茅野栄太かやのえいた。秋月と違ってこっちは本物の暴力団員だ、主に薬物を扱っているそうです。別に権力者という訳でもありませんがね。しかしこいつは聞く所によると過去に秋月を舎弟のように扱っていた。繋がりがあったんですよ」


 写真を置いて山本は話を続けた。


「茅野の舎弟だった秋月は薬物に関するある仕事を仕損じて捕まった。茅野は秋月を飼いならせなかった事が原因で責任を取らされた。悪目立ちが過ぎたんですよ、出る杭は打たれる。当然秋月にも責任を取らせようとしたが出来なかった。何故か。それは奴がまだ未成年だったからです。一人迷惑を被った茅野は秋月に恨みを抱いた。しかし奴に手を出せないまま秋月は茅野の前から消えた」


 秋月は守られた。どうしようもない人間ではあったが、社会に守られたのだった。報復によって命の危険があるとされ、秋月は茅野から離された。

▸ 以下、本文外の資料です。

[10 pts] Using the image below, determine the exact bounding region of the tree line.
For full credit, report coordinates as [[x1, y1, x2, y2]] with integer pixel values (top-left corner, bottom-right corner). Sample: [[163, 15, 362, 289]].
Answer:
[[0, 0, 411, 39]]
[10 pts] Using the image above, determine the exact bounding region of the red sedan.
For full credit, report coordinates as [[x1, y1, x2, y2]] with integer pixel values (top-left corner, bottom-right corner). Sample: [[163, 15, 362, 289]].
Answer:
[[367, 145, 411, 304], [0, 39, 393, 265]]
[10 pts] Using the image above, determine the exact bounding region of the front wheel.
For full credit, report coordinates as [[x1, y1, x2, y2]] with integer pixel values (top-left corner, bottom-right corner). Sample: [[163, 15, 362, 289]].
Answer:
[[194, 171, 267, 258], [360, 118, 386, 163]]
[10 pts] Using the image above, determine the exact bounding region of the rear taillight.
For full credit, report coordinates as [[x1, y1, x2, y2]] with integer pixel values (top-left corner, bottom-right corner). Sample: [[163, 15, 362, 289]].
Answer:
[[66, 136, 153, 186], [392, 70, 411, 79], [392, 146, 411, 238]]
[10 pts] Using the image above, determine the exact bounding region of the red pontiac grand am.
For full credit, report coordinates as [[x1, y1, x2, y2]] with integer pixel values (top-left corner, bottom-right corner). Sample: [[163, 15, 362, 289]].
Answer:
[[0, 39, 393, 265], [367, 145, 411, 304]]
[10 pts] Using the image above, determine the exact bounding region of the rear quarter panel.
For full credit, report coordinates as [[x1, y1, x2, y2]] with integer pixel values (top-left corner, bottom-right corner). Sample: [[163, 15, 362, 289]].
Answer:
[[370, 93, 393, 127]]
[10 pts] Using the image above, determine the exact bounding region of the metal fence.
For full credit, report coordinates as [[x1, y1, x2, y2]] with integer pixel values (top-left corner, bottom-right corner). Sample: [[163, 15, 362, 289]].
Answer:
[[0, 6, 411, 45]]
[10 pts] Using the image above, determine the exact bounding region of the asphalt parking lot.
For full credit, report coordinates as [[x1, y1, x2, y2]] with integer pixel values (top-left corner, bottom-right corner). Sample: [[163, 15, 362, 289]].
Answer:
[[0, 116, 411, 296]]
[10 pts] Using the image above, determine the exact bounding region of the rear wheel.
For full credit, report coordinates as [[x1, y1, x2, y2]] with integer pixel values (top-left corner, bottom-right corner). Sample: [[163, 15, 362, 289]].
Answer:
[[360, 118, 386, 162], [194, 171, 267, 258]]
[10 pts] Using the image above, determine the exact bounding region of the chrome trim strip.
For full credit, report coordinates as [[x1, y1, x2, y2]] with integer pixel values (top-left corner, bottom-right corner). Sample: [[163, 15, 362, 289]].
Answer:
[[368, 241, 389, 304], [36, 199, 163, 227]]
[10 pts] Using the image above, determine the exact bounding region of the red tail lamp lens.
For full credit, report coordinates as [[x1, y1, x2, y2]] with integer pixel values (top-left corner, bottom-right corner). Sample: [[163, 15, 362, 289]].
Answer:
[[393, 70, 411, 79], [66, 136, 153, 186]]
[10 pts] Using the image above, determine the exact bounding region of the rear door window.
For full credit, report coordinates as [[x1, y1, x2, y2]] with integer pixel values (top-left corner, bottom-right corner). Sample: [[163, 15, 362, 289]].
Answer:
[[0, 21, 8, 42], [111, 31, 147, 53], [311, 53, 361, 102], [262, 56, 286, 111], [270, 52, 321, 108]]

 秋月にとってもそれは好都合だった。自分が舎弟で収まる器ではないと自負していたからだった。そしてその前科が彼を増長させ、結果として周囲の人間から煙たがられる要因となった。


 茅野は責任と始末をすべて背負わされ、秋月への恨みを募らせた。常軌を逸する怨恨は、長年蓄積されていたものであった。